Tutorial: Training a Node Classification Model on K8s Cluster¶

GraphScope is designed for processing large graphs, which are usually hard to fit in the memory of a single machine. With vineyard as the distributed in-memory data manager, GraphScope supports run on a cluster managed by Kubernetes(k8s).

In this tutorial, we revisit the example we present in the first tutorial, showing how GraphScope process the node classification task on a Kubernetes cluster.

Please note, since this tutorial is designed to run on a k8s cluster, you need to configure your k8s environment before running the example.

Create a session on kubernetes and load graph¶

import graphscope
from graphscope.dataset import load_ogbn_mag

# enable logging
graphscope.set_option(show_log=True)  

# init the GraphScope session
sess = graphscope.session(with_dataset=True, k8s_service_type='LoadBalancer', k8s_image_pull_policy='Always')

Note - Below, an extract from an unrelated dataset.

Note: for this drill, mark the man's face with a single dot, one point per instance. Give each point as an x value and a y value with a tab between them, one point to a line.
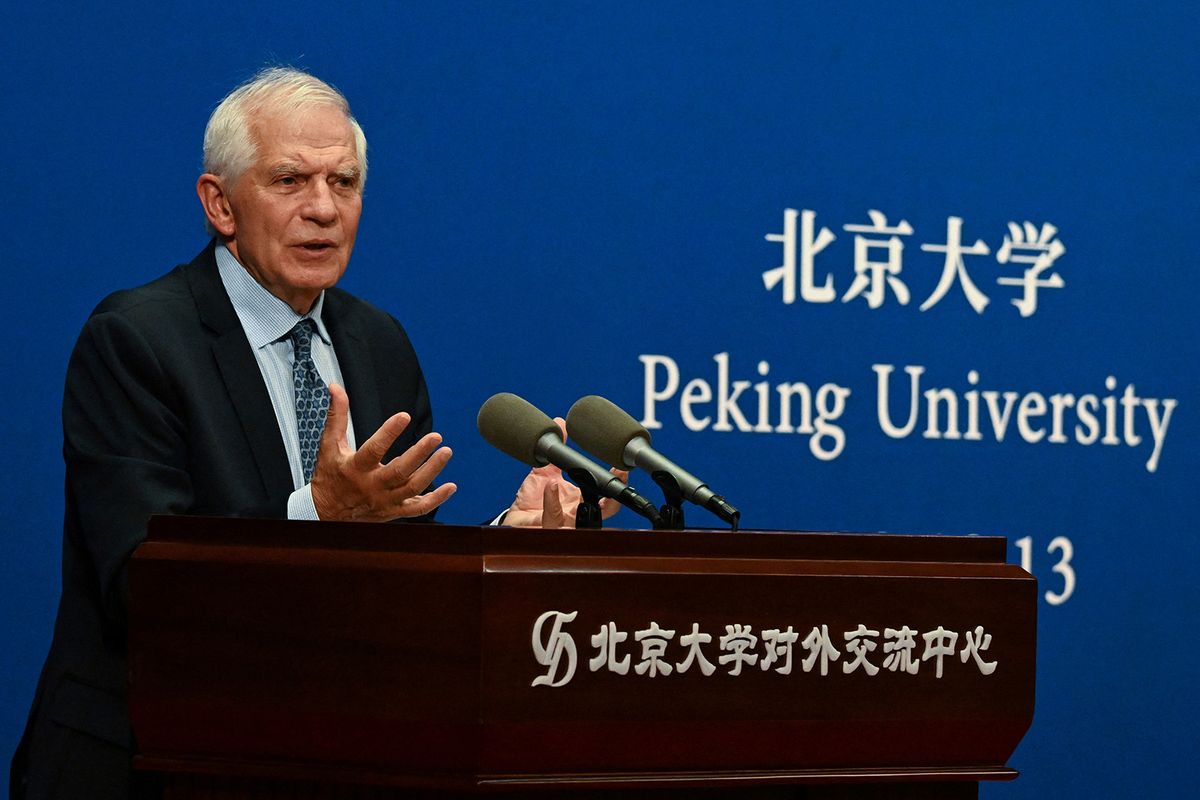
295	211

Behind the scenes, the session tries to launch a coordinator, which is the entry for the back-end engines. The coordinator manages a cluster of k8s pods (2 pods by default), and learning engines ran on them. For each pod in the cluster, there is a vineyard instance at service for distributed data in memory.

The log GraphScope coordinator service connected means the session launches successfully, and the current Python client has connected to the session.

You can also check a session’s status by this.

# check the status of the session
sess

Run this cell, you may find a “status” field with value “active”. Together with the status, it also prints other metainfo of this session, i.e., such as the number of workers (pods), the coordinator endpoint for connection, and so on.

# load the obgn_mag dataset in "sess" as a graph
graph = load_ogbn_mag(sess, "/dataset/ogbn_mag_small/")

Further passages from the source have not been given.